Distributed Multi-Robot Navigation with Deep Reinforcement Learning (RVOp-SAC)

An open-source implementation of a high-performance, fully distributed multi-robot collision avoidance algorithm using deep reinforcement learning, designed for scalability and deployment in complex, dense environments.

Note

For the most comprehensive and authoritative information, please refer to the original bachelor's thesis upon which this project is based: "190320321_吴新裕_梅杰_基于强化学习的多移动机器人分布式避障导航.pdf"

demo1.mp4

demo2.mp4

demo3.mp4

demo4.mp4

demo5.mp4

Core Features

This project presents a novel framework for multi-robot navigation that achieves state-of-the-art performance through a combination of intelligent design choices.

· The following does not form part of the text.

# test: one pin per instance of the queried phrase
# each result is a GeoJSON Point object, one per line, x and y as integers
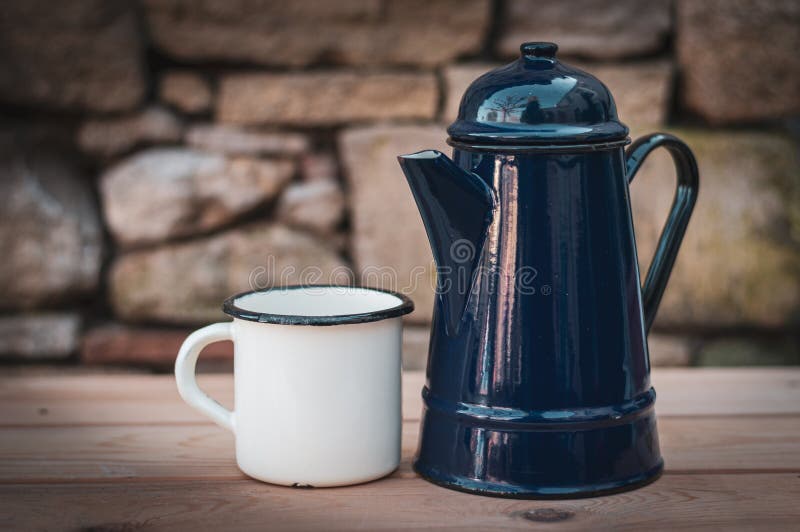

It is built to be robust, efficient, and scalable for real-world applications.

Advanced Obstacle Representation (RVOp): The system utilizes a novel Reciprocal Velocity Obstacle Plus (RVOp) encoding scheme. This method enhances the traditional Reciprocal Velocity Obstacle (RVO) by incorporating richer information about the shapes of static obstacles and the intentions of other agents. This allows for more nuanced, predictive, and ultimately safer navigation in environments with both static and dynamic obstacles.
High-Fidelity Physics Simulation: The control policy is trained within the MuJoCo physics engine, a departure from the simple first-order integrators used in many related works. This approach forces the learning algorithm to discover strategies that are inherently robust to real-world physical phenomena like momentum, friction, contact forces, and control signal delays. The resulting policy demonstrates superior planning capabilities and is better suited for direct sim-to-real transfer.
Efficient Off-Policy Reinforcement Learning (SAC): The core learning algorithm is Soft Actor-Critic (SAC), a modern, off-policy reinforcement learning method. Compared to the on-policy algorithms like PPO that are common in this domain, SAC offers significantly greater sample efficiency and training stability. This is achieved by using a replay buffer, which allows the agent to learn from past experiences multiple times, a critical advantage in computationally expensive multi-agent simulations.
Lightweight & Scalable Architecture: The algorithm is fully distributed, meaning each robot makes independent decisions based only on its local observations. This design eliminates the communication and computational bottlenecks of centralized systems, allowing for seamless scaling to large numbers of robots. The policy network itself is a simple yet powerful Multi-Layer Perceptron (MLP) with only 3.3 million parameters, making it computationally inexpensive and suitable for deployment on resource-constrained hardware, such as the small onboard computers found on mobile robots.
State-of-the-Art Performance: The framework has been rigorously tested and demonstrates superior performance compared to four other leading algorithms in the field: RL-RVO, SARL, GA3C-CADRL, and the non-learning method NH-ORCA. In direct comparisons, this algorithm achieves near-perfect success rates in more complex and crowded scenarios where other methods experience significant performance degradation or failure.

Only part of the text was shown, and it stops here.